It’s called “Once Upon a Place” and it is the last installation from Afghan-American artist Mohammad Mojadidi in Times Square, New York. Three phone booths, reminiscence of the past, as they are nearly non existent anymore in the five boroughs of the city, have been revived by the artist, and ring every 7-9 minutes. On the ground messages like: “Take a moment, step into a booth”, and “Pick up the phone and listen”. In the booths it is possible to listen to the stories of the immigrants of the city: presented in form of phone calls they are oral stories of their personal path, touching themes like belonging and displacement.
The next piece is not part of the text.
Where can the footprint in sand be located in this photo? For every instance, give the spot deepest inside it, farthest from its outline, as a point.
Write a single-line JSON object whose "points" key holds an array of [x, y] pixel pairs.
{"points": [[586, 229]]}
In order to carry out the project Mojadidi, son of Afghan parents from Kabul migrated to Florida, spent a month looking for immigrants’ areas in the city, finding participants to the project in mosques, synagogues, and community centers, as reads an article on artnet. For two months he recorded the stories of the men and the women who left their homeland for New York. The result? 70 stories collected all over the city, stories of people coming from all over the world, from China to Liberia, from Sierra Leone to Tibet.
Mojadidi hopes that his installation can remind people of the inherent humanity of migrants, as reads an article on artnet: “In the era before cell phones, phone booths were a refuge, a place where you could step inside and create an instant connection to friends, families, and loved ones. For Mojadidi, the phone booth lent itself naturally to the intimate nature of the project”.
Once Upon a Place has a particular political value of immigrants rights claim in a historic moment of “anti-immigration hysteria” and of restrictive migratory policies by Donald Trump administration.
“I wanted people to understand that cities like New York, great metropolitan cities around the world, are largely built by the immigrants who come there, work there, settle there, live there”, explains Mojadidi on artnet. “None of that should be anything that’s feared, but something that should be celebrated and accepted”.
The installation, that will be on show until the 5th of September, is part of Times Square Arts, the public art program of the Times Square Alliance, which is the largest public platform for innovative contemporary performance and visual arts.
As Mojadidi says in an article on The New York Times: “ I hope that the installation will prompt listeners to explore their lineage and to challenge stereotypes about immigration”.